PDA

View Full Version : getting '400 Bad Request' in some search results titles


jdell_nv
04-07-2005, 02:28 PM
Hi,

I saw another thread about this problem relating to XHTML and some other stuff, but I don't have any of that.

If you have a look at my search site http://casat.unr.edu/search/
and enter search term of 'FRN' (you can also try 'PIC') you will see results with this in the title. However, I've reviewed the pages very carefully and can't see any bad links or other problems that might cause this.

The only thing I can think to suspect is that I have 2 similar URL's:

http://casat.unr.edu/frn/
http://casat.unr.edu/frn.html

and I have the setting PHPDIG_DEFAULT_INDEX set to TRUE.

Any ideas?

Best Regards,
John

jdell_nv
04-07-2005, 02:32 PM
Also, I'm not seeing any errors in the spider.log

Charter
04-08-2005, 07:50 AM
It looks like the server is not happy with certain requests, don't know why, but here's a quick and dirty way to get that out of the title.

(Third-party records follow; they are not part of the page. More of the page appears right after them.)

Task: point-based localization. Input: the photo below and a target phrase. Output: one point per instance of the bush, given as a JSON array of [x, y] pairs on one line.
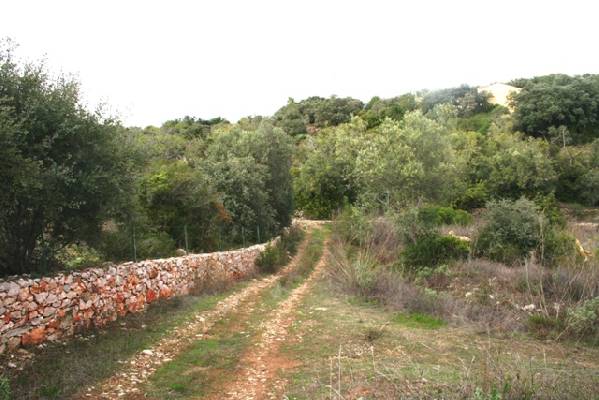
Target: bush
[[356, 274], [76, 256], [558, 246], [584, 319], [352, 225], [473, 197], [511, 230], [433, 249], [278, 254], [436, 216]]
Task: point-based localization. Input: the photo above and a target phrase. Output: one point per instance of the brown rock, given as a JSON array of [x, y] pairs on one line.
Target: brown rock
[[35, 336], [41, 297], [13, 343], [49, 311]]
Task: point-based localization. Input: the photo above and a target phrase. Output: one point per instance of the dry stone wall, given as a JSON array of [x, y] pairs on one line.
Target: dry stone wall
[[35, 310]]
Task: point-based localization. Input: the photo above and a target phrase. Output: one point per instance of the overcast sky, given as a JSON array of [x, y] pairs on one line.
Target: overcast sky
[[157, 60]]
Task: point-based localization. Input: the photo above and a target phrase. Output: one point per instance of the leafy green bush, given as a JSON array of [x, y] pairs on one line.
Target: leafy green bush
[[5, 392], [352, 225], [435, 216], [584, 319], [558, 246], [473, 197], [75, 256], [278, 254], [511, 230], [433, 249]]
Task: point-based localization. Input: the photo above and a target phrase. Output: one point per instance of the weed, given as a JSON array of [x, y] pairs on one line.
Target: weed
[[434, 249], [278, 254], [419, 320]]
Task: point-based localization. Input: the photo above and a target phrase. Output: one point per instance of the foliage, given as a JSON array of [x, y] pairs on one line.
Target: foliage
[[584, 319], [511, 230], [75, 256], [316, 112], [419, 320], [436, 215], [190, 127], [61, 167], [278, 254], [475, 196], [432, 250], [553, 101], [578, 174], [377, 109], [511, 166], [467, 100]]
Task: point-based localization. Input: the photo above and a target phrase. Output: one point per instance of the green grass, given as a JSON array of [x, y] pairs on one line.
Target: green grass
[[60, 370], [205, 366], [419, 320], [389, 355]]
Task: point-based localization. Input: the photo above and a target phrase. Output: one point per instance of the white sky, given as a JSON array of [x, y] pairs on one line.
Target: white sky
[[152, 61]]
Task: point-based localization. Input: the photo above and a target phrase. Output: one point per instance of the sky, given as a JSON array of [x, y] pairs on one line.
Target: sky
[[150, 61]]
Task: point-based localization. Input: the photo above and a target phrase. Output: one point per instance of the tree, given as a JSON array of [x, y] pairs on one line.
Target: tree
[[549, 102], [60, 166], [394, 108]]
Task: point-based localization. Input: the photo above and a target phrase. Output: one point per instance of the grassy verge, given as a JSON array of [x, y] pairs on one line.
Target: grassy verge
[[208, 363], [58, 370], [354, 349]]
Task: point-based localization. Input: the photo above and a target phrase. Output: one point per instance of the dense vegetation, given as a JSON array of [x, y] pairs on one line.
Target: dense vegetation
[[78, 188]]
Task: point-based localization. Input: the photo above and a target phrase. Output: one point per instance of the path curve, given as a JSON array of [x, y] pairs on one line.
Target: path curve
[[258, 379], [127, 383]]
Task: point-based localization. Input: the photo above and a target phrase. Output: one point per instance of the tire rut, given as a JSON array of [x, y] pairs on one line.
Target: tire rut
[[258, 377], [127, 383]]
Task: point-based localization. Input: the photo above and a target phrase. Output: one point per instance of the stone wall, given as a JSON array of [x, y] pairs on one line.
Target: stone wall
[[35, 310]]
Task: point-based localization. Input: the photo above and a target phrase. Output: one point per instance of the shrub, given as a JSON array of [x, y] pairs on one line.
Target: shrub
[[271, 258], [434, 249], [511, 230], [357, 274], [557, 247], [278, 254], [584, 319], [410, 226], [75, 256], [473, 197], [352, 225], [436, 216]]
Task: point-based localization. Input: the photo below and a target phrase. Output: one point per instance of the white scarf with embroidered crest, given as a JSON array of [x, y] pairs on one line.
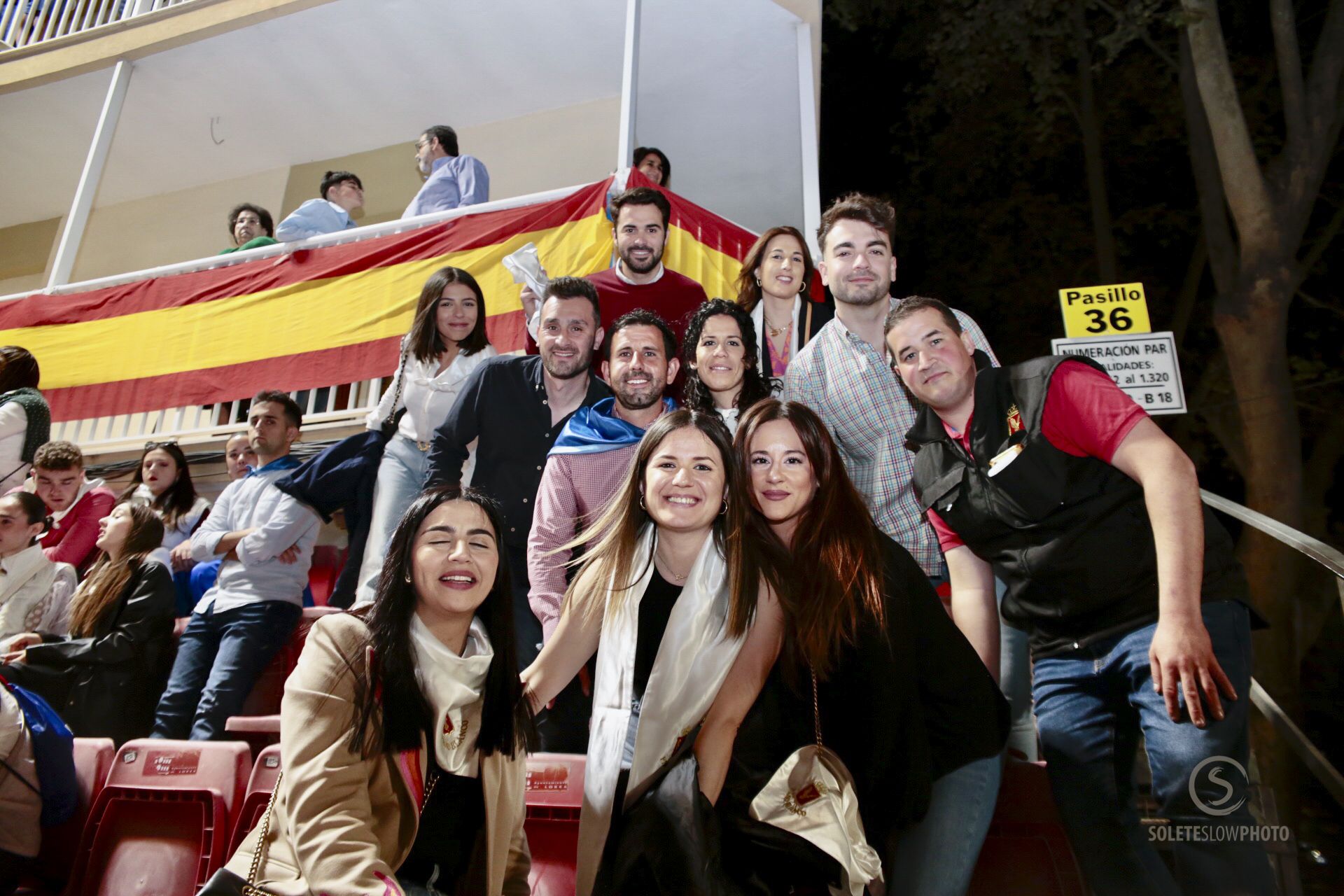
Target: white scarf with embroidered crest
[[454, 687]]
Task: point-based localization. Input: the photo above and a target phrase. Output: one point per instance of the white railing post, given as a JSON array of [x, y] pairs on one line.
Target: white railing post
[[808, 128], [629, 85], [78, 218]]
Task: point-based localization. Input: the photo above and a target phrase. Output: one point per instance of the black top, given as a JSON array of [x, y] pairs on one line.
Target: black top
[[504, 406], [655, 612], [902, 708], [451, 824], [108, 685], [1069, 535]]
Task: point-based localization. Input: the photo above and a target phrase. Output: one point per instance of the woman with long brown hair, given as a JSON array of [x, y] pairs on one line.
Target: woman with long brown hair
[[654, 599], [444, 347], [773, 288], [899, 696], [106, 675]]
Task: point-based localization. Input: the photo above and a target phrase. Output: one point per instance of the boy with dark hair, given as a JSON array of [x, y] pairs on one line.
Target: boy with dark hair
[[251, 227], [342, 194], [638, 280], [265, 539], [74, 503]]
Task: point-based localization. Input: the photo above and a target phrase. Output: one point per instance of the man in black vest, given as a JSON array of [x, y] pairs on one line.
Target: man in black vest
[[1050, 476]]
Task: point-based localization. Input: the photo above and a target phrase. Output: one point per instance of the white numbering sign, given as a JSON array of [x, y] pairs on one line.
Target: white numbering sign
[[1144, 365]]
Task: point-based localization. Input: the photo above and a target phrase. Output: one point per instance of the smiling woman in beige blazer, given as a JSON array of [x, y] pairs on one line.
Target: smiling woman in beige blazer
[[402, 729]]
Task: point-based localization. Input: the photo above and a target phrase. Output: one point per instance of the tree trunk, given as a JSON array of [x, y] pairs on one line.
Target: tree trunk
[[1253, 328], [1089, 121]]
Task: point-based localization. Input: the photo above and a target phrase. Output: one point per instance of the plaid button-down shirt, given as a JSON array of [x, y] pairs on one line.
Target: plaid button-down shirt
[[851, 386]]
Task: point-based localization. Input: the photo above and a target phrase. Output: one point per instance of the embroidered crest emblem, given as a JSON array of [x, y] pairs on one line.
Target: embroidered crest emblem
[[449, 741]]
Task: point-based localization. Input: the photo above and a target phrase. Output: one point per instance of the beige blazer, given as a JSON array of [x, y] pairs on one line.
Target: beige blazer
[[343, 825]]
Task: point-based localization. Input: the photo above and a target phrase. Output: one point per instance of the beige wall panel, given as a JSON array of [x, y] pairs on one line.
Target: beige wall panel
[[26, 254], [172, 227], [524, 155]]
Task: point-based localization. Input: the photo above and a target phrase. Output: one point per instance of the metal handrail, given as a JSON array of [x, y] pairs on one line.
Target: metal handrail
[[24, 23], [1334, 561]]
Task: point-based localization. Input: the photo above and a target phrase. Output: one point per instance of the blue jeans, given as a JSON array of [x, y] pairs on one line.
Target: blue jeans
[[937, 856], [1092, 707], [401, 477], [219, 657]]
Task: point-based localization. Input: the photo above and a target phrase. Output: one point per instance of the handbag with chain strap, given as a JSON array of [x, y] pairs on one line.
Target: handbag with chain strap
[[812, 796]]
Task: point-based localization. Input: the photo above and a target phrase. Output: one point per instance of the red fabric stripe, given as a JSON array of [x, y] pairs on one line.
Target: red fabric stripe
[[454, 235], [311, 370]]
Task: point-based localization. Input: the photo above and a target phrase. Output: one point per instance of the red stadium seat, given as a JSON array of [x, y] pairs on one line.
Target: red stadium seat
[[328, 561], [51, 869], [258, 794], [1026, 852], [163, 821], [554, 799]]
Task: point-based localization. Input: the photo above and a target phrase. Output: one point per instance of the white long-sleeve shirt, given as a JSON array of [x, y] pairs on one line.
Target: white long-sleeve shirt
[[281, 523], [428, 396]]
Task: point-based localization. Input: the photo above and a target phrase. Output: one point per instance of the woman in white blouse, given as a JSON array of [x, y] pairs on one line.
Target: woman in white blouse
[[163, 484], [445, 346]]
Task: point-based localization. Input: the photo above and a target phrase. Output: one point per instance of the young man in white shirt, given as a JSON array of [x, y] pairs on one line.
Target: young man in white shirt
[[267, 542]]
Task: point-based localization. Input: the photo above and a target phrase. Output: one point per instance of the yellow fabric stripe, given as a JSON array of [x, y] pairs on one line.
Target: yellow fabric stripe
[[327, 314], [302, 317]]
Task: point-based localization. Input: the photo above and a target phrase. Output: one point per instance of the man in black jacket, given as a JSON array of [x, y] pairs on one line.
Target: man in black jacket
[[1047, 475]]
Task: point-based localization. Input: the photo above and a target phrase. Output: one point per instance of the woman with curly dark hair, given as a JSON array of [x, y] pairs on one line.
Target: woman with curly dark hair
[[722, 359], [402, 729]]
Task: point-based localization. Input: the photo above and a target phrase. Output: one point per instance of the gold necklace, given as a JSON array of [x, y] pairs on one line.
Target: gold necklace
[[668, 567]]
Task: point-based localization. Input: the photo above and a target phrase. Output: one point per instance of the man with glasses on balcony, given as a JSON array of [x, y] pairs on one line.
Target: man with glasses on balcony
[[251, 227], [451, 179], [342, 192]]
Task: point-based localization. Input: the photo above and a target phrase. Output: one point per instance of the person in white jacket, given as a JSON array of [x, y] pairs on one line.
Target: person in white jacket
[[444, 347], [27, 577]]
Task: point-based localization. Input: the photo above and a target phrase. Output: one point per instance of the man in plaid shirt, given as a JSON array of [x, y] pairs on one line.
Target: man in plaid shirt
[[844, 375]]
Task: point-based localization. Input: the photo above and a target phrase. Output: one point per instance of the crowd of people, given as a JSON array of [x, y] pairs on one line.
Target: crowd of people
[[696, 539]]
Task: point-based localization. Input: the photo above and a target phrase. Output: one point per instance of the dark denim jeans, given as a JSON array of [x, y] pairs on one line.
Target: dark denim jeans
[[1092, 707], [219, 657]]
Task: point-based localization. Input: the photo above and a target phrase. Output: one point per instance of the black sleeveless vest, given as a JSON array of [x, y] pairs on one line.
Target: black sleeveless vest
[[1069, 535]]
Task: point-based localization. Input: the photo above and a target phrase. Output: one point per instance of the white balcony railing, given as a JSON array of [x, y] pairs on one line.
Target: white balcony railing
[[27, 22]]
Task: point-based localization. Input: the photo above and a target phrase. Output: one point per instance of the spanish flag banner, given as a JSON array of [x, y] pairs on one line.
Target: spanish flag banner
[[321, 316]]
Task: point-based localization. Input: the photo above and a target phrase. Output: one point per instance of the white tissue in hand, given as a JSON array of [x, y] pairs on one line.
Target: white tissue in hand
[[526, 267]]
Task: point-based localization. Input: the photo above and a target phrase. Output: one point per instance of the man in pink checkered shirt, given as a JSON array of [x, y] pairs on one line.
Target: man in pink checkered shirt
[[587, 466]]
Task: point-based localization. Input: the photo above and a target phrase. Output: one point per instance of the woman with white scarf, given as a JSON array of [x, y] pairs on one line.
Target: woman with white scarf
[[654, 598], [402, 729], [444, 347]]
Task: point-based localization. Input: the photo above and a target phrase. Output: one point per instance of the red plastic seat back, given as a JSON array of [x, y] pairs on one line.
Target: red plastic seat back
[[328, 562], [93, 761], [258, 793], [1026, 852], [265, 695], [554, 799], [209, 766]]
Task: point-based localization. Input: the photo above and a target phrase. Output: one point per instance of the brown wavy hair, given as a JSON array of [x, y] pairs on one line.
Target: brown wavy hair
[[108, 578], [749, 290], [832, 574], [610, 542]]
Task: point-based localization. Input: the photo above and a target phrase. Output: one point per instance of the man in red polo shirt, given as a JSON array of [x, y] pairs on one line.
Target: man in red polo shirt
[[638, 279]]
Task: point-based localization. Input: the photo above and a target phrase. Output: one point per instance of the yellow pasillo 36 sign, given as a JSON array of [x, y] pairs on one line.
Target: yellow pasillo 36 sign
[[1120, 309]]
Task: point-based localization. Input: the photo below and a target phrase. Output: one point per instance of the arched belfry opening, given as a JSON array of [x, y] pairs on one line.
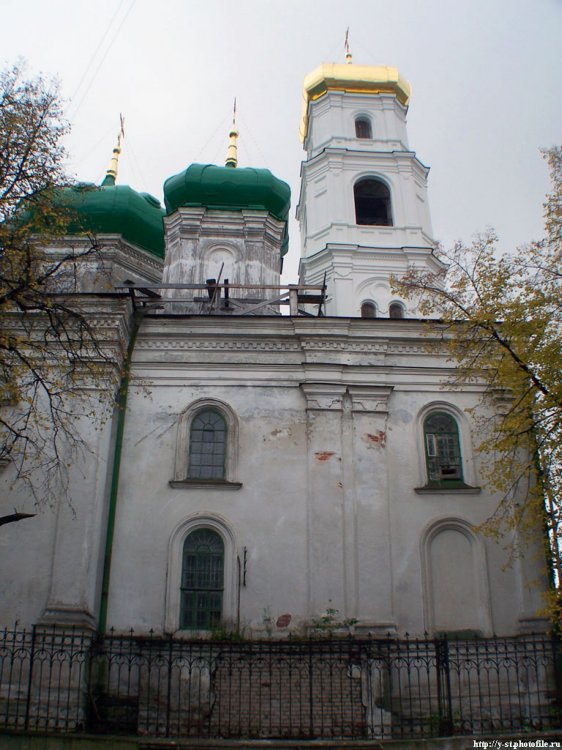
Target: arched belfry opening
[[372, 203], [363, 128]]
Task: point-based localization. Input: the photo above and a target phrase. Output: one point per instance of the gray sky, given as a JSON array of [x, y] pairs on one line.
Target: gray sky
[[486, 78]]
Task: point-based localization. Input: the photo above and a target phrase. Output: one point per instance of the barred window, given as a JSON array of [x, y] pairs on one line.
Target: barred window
[[202, 580], [363, 128], [372, 203], [207, 446], [442, 448], [368, 310], [396, 310]]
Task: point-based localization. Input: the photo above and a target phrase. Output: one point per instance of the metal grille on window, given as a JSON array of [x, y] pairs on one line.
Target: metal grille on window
[[202, 581], [207, 446], [442, 448], [363, 128]]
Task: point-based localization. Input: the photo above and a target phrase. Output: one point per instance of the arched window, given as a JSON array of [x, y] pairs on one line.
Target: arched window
[[202, 580], [396, 310], [442, 448], [363, 128], [368, 310], [372, 203], [207, 446]]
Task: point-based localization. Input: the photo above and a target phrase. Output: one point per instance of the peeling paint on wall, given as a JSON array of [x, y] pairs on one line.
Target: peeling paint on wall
[[324, 455]]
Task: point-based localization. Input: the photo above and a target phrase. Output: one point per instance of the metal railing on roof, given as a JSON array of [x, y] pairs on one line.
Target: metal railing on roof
[[224, 298]]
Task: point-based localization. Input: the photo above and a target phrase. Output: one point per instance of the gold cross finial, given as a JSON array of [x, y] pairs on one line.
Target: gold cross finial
[[348, 56], [232, 153], [111, 174]]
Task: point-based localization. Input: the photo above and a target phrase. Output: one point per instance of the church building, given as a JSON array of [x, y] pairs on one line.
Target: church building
[[277, 455]]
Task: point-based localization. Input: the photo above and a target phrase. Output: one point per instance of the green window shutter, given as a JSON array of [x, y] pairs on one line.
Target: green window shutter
[[442, 448], [202, 583]]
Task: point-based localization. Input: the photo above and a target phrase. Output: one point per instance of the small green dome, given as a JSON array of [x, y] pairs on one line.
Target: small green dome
[[229, 188], [116, 209]]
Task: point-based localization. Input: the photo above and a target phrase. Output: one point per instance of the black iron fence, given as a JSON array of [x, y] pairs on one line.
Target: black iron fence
[[72, 681]]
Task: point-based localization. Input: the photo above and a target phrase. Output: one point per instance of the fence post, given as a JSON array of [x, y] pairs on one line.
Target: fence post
[[444, 703], [310, 689], [557, 665], [30, 678], [169, 684]]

In the phpdigCleanHtml function of robot_functions.php find:

$title = trim($regs[1]);

And replace with something like the following:

$title = trim(str_replace("400 Bad Request","",$regs[1]));

jdell_nv
04-08-2005, 10:55 AM
Cool! Thanks for the quick/dirty fix.

Do you have any suggestions for how I might try to debug the real cause of the problem? I'm happy to dig in and I'm fairly proficient with PHP. Server is Linux/Apache 1.3.33/PHP 4.3.10

Regards,
John

Charter
04-08-2005, 04:10 PM
Hmm, perhaps start with the phpdigGetUrl function, echo the requests, and try them by hand via shell.